However much the central bankers insist that interest rates are going to remain on the floor forever, investors increasingly get the idea that the clock is ticking for ultra-loose monetary policy. The juxtaposition confuses them. On Tuesday, bonds and equities both moved lower, while firmer commodity prices did nothing for the commodity currencies.
After two days in the lead the Norwegian krone suffered a 0.7% correction that sent it to the back of the field. The US dollar, meanwhile, pushed to the front with an average gain of 0.4%. Apart from those two extremes, the major currencies huddled within a range of just 0.3%. The GBP, EUR, CHF, JPY, AUD and SEK were unchanged against one another. The USD strengthened by just under half a cent against the pound and the euro.
A spike by sterling in mid-afternoon was attributed to technical factors. It confirmed a potentially important support/resistance level for GBP/USD at $1.3865. The equivalent level for GBP/EUR could be €1.1440, though it is less well-defined.
The New York Fed’s Empire State Manufacturing Survey identified, among other things, higher input and selling prices. It was not the day’s only positive economic indicator, business activity “grew modestly in New York State”, taking the headline general business conditions measure nine points higher to 12.1, its best level in several months. “Firms remained optimistic that conditions would improve over the next six months, and capital spending plans expanded noticeably.”
There was a similar improvement in sentiment among German and Eurozone institutional investors. ZEW’s survey reported economic sentiment in Germany rising by more than nine points to 71. In the Eurozone, it went up by the same amount to 69.6. Although neither was a record high, they were not a mile adrift, and both were well ahead of forecast. The theoretically-important Eurozone data for gross domestic product and employment were close to forecast, and therefore had minimal impact. GDP fell by an estimated 6.8% in 2020 as a whole.
Today began with the UK indices for consumer and producer prices. The consumer price index went up by 0.7% in the year to January. South African inflation came in at an almost-unchanged 3.2%.
At the consumer level, the UK inflation data were very close to forecast. Headline inflation at 0.7% was only incrementally higher on the month. The 1.3% annual rise in manufacturers’ costs was more than double the expected 0.6%, thanks to more expensive raw materials, while the 0.2% fall in factory gate prices was less than the predicted 0.6% decline.
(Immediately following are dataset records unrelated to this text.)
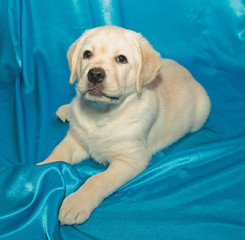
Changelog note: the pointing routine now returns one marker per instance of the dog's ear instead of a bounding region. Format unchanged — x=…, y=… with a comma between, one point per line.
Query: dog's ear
x=149, y=64
x=73, y=56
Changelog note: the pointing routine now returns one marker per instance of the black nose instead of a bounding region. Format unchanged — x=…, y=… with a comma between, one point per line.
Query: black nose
x=96, y=75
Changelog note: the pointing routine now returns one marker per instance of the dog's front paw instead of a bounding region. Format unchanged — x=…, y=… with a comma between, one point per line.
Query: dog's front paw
x=74, y=210
x=63, y=113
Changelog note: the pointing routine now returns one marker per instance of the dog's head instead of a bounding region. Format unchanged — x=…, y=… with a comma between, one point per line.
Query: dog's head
x=111, y=63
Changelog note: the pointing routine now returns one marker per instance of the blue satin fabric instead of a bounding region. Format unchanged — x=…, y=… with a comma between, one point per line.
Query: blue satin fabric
x=192, y=190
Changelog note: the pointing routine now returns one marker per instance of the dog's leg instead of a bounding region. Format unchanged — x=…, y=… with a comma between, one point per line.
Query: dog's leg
x=78, y=206
x=63, y=113
x=69, y=150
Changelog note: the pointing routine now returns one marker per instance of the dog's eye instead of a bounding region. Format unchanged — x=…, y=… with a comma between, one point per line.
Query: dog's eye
x=121, y=59
x=87, y=54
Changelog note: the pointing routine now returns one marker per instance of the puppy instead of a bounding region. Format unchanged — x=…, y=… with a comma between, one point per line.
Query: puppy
x=129, y=104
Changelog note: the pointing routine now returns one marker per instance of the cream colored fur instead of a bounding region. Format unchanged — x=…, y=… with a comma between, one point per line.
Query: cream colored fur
x=147, y=104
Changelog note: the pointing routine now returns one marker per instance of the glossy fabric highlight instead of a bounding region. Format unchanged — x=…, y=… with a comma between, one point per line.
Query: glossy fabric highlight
x=192, y=190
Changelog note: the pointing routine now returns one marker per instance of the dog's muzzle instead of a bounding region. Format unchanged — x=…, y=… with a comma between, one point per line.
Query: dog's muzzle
x=96, y=75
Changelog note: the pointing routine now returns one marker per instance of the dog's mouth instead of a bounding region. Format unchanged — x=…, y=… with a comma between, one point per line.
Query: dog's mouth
x=98, y=93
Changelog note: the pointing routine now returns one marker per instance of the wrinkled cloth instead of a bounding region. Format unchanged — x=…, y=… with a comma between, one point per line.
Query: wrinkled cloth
x=192, y=190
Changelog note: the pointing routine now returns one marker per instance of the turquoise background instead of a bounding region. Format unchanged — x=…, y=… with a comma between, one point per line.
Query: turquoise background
x=191, y=191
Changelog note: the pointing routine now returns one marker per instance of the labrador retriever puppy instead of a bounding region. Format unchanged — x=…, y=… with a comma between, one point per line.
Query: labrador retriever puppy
x=129, y=104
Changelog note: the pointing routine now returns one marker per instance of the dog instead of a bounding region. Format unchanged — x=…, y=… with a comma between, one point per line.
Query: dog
x=129, y=104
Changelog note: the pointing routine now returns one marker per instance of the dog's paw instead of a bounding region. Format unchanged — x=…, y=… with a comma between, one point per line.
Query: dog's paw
x=74, y=210
x=63, y=113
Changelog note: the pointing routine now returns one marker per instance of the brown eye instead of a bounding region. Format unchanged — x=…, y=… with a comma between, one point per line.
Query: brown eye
x=121, y=59
x=87, y=54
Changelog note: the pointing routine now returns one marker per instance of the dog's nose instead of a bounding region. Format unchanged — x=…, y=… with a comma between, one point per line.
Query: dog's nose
x=96, y=75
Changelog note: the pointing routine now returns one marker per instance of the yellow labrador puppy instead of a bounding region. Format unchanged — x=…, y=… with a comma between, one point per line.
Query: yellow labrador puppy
x=129, y=104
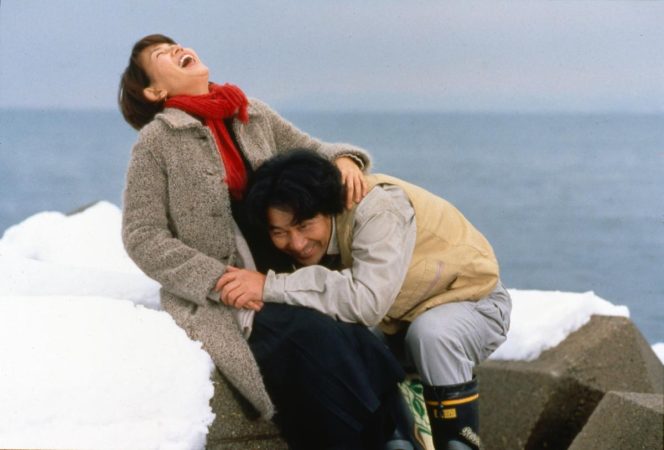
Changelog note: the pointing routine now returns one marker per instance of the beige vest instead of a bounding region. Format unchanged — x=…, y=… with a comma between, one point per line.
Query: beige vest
x=452, y=260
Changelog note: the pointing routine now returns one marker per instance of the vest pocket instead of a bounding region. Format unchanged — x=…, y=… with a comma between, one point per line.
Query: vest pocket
x=425, y=279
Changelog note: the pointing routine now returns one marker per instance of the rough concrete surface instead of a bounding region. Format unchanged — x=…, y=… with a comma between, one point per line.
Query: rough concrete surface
x=624, y=420
x=546, y=403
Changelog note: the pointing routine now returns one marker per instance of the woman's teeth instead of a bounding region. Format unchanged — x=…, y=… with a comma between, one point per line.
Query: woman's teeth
x=186, y=60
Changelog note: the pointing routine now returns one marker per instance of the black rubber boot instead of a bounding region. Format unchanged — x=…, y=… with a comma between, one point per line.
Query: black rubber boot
x=454, y=415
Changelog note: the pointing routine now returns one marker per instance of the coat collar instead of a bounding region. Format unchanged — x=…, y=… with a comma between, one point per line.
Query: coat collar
x=176, y=118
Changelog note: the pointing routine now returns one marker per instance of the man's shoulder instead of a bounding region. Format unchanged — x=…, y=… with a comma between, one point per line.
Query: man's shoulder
x=384, y=199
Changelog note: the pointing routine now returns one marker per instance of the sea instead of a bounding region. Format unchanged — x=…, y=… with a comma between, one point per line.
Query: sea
x=569, y=202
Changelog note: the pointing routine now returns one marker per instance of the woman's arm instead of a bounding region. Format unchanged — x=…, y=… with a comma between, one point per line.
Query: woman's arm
x=287, y=137
x=148, y=240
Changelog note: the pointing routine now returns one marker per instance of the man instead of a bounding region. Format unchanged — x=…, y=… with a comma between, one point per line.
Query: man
x=402, y=259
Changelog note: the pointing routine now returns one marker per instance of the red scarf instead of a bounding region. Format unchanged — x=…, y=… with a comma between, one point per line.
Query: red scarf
x=222, y=102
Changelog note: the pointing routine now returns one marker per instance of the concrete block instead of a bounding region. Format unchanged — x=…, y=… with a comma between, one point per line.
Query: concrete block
x=545, y=403
x=236, y=426
x=624, y=420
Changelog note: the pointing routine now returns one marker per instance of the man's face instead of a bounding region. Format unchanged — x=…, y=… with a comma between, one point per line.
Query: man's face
x=306, y=242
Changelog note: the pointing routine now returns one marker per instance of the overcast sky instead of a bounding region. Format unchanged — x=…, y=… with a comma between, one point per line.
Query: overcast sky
x=350, y=54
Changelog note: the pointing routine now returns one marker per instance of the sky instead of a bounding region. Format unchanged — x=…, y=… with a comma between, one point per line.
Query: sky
x=429, y=55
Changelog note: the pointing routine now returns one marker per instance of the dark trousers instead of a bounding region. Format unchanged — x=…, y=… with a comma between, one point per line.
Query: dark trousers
x=334, y=384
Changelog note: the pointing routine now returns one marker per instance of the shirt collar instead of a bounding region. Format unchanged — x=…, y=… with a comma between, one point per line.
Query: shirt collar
x=333, y=246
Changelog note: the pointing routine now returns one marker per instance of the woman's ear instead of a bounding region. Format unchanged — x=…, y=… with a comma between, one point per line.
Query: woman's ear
x=154, y=94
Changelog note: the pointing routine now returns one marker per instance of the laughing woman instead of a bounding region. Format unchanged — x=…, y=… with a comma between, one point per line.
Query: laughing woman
x=183, y=223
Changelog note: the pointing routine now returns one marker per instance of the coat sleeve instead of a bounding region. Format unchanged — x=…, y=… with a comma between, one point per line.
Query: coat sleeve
x=287, y=137
x=182, y=270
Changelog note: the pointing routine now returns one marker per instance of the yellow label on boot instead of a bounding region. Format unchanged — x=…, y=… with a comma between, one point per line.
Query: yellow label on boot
x=449, y=413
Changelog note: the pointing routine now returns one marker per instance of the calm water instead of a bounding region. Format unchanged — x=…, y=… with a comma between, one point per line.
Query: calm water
x=571, y=203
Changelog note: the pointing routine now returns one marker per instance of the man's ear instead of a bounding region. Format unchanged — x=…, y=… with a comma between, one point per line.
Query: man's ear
x=154, y=94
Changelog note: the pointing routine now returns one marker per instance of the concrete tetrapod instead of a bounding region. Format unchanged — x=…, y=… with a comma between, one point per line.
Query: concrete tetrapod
x=545, y=403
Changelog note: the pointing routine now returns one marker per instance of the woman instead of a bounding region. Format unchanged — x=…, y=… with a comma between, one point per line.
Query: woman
x=197, y=146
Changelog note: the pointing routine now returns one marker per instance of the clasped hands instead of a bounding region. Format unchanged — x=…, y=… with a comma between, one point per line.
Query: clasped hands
x=241, y=288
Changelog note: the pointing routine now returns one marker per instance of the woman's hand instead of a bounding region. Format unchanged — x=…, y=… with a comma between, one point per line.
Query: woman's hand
x=353, y=179
x=241, y=288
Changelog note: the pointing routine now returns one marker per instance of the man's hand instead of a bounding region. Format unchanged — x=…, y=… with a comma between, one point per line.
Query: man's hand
x=241, y=288
x=353, y=179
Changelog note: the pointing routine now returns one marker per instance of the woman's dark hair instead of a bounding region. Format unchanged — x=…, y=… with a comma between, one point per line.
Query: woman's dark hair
x=298, y=181
x=135, y=108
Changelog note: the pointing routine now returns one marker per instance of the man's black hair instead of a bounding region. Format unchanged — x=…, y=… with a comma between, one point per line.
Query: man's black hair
x=298, y=181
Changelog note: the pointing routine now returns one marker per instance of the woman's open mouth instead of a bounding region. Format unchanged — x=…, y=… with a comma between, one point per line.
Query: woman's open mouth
x=186, y=60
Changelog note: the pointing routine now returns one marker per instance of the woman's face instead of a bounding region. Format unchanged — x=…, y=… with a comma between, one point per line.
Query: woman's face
x=173, y=70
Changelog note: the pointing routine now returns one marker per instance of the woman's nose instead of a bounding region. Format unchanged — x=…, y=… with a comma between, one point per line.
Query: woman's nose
x=297, y=242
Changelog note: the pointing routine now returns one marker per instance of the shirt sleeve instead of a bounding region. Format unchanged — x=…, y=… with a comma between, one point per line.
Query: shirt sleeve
x=382, y=246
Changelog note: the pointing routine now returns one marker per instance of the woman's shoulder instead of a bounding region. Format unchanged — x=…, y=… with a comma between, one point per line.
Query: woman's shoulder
x=257, y=106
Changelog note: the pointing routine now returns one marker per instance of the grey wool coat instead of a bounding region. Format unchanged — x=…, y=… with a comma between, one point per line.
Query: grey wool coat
x=178, y=227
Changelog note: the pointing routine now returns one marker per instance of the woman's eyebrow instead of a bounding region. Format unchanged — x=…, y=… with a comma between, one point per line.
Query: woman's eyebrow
x=158, y=47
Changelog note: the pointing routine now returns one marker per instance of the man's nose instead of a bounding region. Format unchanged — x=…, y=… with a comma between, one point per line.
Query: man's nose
x=297, y=242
There are more inflation data this afternoon, from Canada. The most important contributions after lunch will be from the United States, with retail sales, industrial production and the minutes of January’s Federal Open Market Committee meeting. The minutes may shed more light on the Fed’s new policy of managing average inflation, instead of focusing on each individual reading. Tonight Australia reports on employment.